More on Teaching Evaluations

Not long after our grades are in, we’ll have access to online teaching evaluations for the term.  If you’ve had a class with high rates of plagiarism or low marks during the evaluation period, you might hold your breath before clicking to see the report.  Will the few students who filled out the online FCS be those who needed catharsis or who wanted to express appreciation?  Will enough students provide written comments to guide adjustments or confirm what worked? Will feedback from less than 10% of your class have an impact on your employment?

In an article in the April 25 Issue of the Chronicle of Higher Education, Michelle Falcoff considers these issues. She summarizes the results of a 2016 faculty survey, and referring to her own experience directing a program in communication and legal reasoning at Northwestern, she points out that a required course, offered in the first year, with high standards and much critical feedback can lead to highly negative teaching evaluations. This suggests a more widely applicable definition of bias than that used in a recent study on gender bias and teaching evaluations.

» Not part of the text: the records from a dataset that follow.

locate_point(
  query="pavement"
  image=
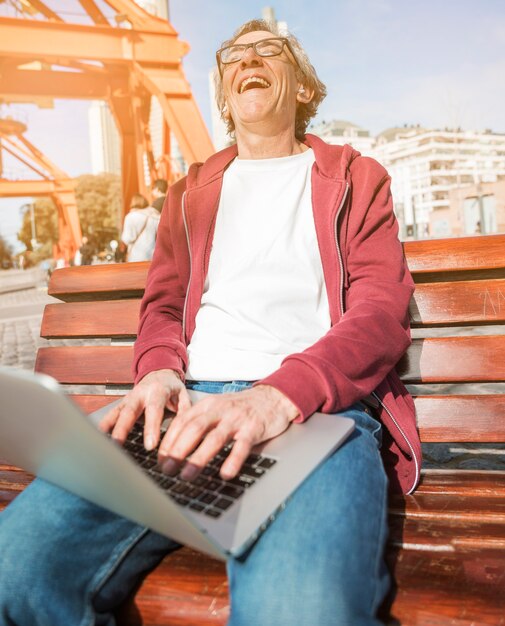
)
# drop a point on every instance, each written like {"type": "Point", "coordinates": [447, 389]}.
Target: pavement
{"type": "Point", "coordinates": [21, 309]}
{"type": "Point", "coordinates": [20, 318]}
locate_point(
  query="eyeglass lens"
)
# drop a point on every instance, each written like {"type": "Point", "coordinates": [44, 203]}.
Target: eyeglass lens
{"type": "Point", "coordinates": [264, 48]}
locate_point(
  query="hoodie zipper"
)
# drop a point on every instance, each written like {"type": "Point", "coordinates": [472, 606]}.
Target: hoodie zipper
{"type": "Point", "coordinates": [374, 394]}
{"type": "Point", "coordinates": [339, 254]}
{"type": "Point", "coordinates": [190, 267]}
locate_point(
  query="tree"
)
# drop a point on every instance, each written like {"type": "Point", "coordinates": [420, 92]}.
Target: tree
{"type": "Point", "coordinates": [5, 254]}
{"type": "Point", "coordinates": [98, 203]}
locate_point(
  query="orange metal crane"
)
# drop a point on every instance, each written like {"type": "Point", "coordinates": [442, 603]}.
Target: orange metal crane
{"type": "Point", "coordinates": [127, 59]}
{"type": "Point", "coordinates": [52, 182]}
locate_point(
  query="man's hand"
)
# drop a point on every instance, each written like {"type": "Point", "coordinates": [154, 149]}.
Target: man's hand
{"type": "Point", "coordinates": [155, 392]}
{"type": "Point", "coordinates": [248, 417]}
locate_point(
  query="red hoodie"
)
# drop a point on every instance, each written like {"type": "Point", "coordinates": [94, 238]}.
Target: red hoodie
{"type": "Point", "coordinates": [368, 283]}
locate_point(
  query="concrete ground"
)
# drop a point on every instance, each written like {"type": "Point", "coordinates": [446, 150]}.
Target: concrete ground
{"type": "Point", "coordinates": [21, 315]}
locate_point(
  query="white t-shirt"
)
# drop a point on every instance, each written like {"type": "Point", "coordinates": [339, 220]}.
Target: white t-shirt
{"type": "Point", "coordinates": [139, 233]}
{"type": "Point", "coordinates": [264, 295]}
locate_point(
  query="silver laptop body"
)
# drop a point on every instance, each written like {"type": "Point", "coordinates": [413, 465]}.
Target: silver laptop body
{"type": "Point", "coordinates": [42, 431]}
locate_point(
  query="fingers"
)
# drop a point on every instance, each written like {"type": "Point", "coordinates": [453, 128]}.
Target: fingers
{"type": "Point", "coordinates": [239, 453]}
{"type": "Point", "coordinates": [151, 397]}
{"type": "Point", "coordinates": [203, 431]}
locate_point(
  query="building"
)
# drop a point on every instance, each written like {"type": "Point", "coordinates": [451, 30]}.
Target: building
{"type": "Point", "coordinates": [340, 132]}
{"type": "Point", "coordinates": [103, 139]}
{"type": "Point", "coordinates": [220, 136]}
{"type": "Point", "coordinates": [473, 209]}
{"type": "Point", "coordinates": [426, 165]}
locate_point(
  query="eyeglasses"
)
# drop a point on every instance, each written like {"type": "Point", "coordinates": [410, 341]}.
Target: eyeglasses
{"type": "Point", "coordinates": [270, 47]}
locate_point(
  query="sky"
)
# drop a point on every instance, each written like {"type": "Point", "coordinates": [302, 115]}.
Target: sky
{"type": "Point", "coordinates": [385, 63]}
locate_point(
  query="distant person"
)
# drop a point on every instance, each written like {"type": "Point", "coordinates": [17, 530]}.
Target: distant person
{"type": "Point", "coordinates": [158, 192]}
{"type": "Point", "coordinates": [280, 287]}
{"type": "Point", "coordinates": [86, 251]}
{"type": "Point", "coordinates": [139, 230]}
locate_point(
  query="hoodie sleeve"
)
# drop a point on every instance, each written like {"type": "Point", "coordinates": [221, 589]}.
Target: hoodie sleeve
{"type": "Point", "coordinates": [362, 347]}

In the same issue of the Chronicle, Karen Kelsey focuses on the ambiguous wording of evaluations and notes ways to make the exercise more accurate and useful. Falcoff recommends peer review to contextualize student comments.  She points to a resource from the Center for Research on Learning and Teaching (CRLT) that provides an extensive list of measurement approaches that can put imperfect instruments such as the FCS into perspective. You may find some ideas for your teaching dossier on that list.

Those of you relatively new to Procom who still have to submit to peer evaluations may feel anxiety about faculty bias as well.  Another helpful resource from Vanderbilt’s Center for Teaching acknowledges this concern.  Click to “Possible Limitations of Peer Review.”

Finally, and more depressingly, are the implications of a 1993 study, which found that teaching evaluation results at the end of term were highly correlated to the impression students had of an instructor’s nonverbal behaviour in the first 30 seconds of the first class. Are our carefully constructed lectures, exercises and instruction, not to mention agonizing over grades, all for naught?

This is an area that makes contractual lecturers feel very vulnerable.  Perhaps it’s time for us to work more closely as a group to discuss how to make the teaching evaluation process more meaningful and fair.